13.7.08

L’hyper puissance a des courbatures

On nous annonce la première faillite d’un prêteur hypothécaire américain. Il est mis en faillite sans tentative de sauvetage parce qu’il est couvert par l'institution fédérale garantissant les dépôts bancaires, la Federal Deposit Insurance Corporation (FDIC). Le contribuable américain va payer les folies de son système financier, et cette fois on ne cherche pas à le lui dissimuler.
Dans le Washington Post du 11 juillet, on nous informait de la tenue d’une réunion de la Commission des Finances au cours de laquelle, en présence du Secrétaire d’État Paulson et du Président de la FED Bernanke son président a déclaré : « Nous avons certes le pouvoir de réagir aux crises, mais ce que nous sommes en train de rechercher ce sont les règles à instaurer pour réduire la probabilité des crises ».

Ce n’est évidemment pas très rassurant, sachant que la crise est annoncée depuis deux ans et a explosé depuis une année complète. Se pourrait-il que les prix Nobel d’économie, les Médaillés Field et autres super matheux qui ont conçu les instruments à l’origine de la crise ne coopèrent pas à la conception de procédures de régulations appropriées ?

C’est vrai que les parangons de la liberté du commerce n’ont pas de chance avec la régulation et d’une manière générale avec les normes qui la dominent. C’est ainsi que la loi mise promptement en œuvre cette fois après le scandale Enron (causé en grande partie par la collaboration active d’un régulateur mondialement connu, le cabiner d’audit Arthur Andersen), a eu pour conséquence visible 1. de décourager les entreprises honnêtes de rester cotées à New York en raison des dépenses causées par les nouvelles obligations, 2. De ne pas traiter du tout la régulation des sociétés financières, avec les conséquences qui en ont résulté.

Et les normes, dont on sait qu’elles sont un moyen considérable d’imposer une domination peu visible mais très profitables, peuvent aussi se retourner contre les géostratèges à courte vue ; les autorités américaines ont toujours été très laxistes sur les principes comptables, contribuant ainsi à encourager la « créativité » dans un domaine où elle n’a pas sa place.
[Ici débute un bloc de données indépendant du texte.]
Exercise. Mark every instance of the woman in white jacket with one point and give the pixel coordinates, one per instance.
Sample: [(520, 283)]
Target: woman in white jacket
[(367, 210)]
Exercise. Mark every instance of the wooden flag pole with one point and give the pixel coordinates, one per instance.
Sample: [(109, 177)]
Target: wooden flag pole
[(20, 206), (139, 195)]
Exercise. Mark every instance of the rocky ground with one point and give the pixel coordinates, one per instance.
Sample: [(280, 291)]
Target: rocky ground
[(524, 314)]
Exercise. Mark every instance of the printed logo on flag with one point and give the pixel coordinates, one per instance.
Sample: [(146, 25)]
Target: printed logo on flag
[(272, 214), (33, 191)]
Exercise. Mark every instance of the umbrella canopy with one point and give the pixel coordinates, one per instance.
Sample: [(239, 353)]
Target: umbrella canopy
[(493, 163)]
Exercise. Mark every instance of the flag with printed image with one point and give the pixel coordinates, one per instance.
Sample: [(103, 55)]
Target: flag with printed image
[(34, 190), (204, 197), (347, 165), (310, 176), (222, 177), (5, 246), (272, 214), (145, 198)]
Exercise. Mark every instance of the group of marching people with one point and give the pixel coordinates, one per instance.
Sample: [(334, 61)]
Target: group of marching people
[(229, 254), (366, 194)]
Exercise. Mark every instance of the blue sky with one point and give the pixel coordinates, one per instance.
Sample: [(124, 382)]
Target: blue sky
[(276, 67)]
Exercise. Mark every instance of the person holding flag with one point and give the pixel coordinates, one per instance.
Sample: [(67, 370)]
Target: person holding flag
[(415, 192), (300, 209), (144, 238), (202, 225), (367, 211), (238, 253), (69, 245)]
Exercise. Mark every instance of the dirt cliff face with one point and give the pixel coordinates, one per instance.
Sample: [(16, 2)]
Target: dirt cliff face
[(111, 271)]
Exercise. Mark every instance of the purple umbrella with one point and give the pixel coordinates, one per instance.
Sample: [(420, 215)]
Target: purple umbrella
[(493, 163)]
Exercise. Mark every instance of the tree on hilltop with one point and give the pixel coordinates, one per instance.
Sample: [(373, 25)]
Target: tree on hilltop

Cela a entraîné un long combat entre les comptables européens et leurs homologues américains, qui s’est terminé par la victoire des ces derniers, dans les emballements de la mondialisation et les complexes d’une Europe trop timide. Le résultat a été l’adoption générale, comme méthode de valorisation des actifs, de la valeur du marché. Quand les marchés sur lesquels devaient être coté les titres représentatifs, peu ou prou, des subprimes, ont fermé, la valeur du marché est devenue zéro. Selon le principe comptable européen il aurait suffit de déprécier le titre en proportion du risque réellement présent. Le résultat aurait été qu’au lieu de constater une perte de 100%, il aurait suffit de provisionner 5,10, voire 20 ou 30%, correspondant à la part réelle de subprimes dans le titre. Cela aurait évidemment fait une différence considérable dans l’évaluation de la crise et ses effets réels.

Le terrain des normes sera tout le temps un lieu d’affrontement entre puissances. Il est permis de s’interroger sur la common law, norme juridique au service des anglo-saxons, mais sans qu’elle puisse justifier d’un avantage technique compensant ses inconvénients par rapport au code. En particulier, et curieusement, c’est la vie des affaires qui en souffre (du côté du non-Anglo-Saxon bien entendu), sans que l’on sache toujours si les coûts entraînés par la common law sont dus à sa complexité intrinsèque ou à une manifestation du juridisme américain à l’entier bénéfice des cabinets d’avocats. Une chose est sure, elle favorise le protectionnisme des Etats-Unis intra-muros, en rendant possible une insécurité juridique réelle pour les concurrents étrangers.

Enfin, l’orgueilleuse devise « le dollar c’est notre monnaie et c’est votre problème » doit être remisée dans l’armoire des triomphes passés. Il n’est en effet plus possible de tout miser sur la croissance à attendre de la baisse des taux (d’autant que descendre en dessous des deux % actuels n’aurait probablement aucun effet sur l’activité), alors que l’inflation commence de rogner le pouvoir d’achat des ménages. Cela devrait, espérons-le, amener à une réflexion salutaire les nombreux ‘théoriciens’ qui désirent réformer la BCE.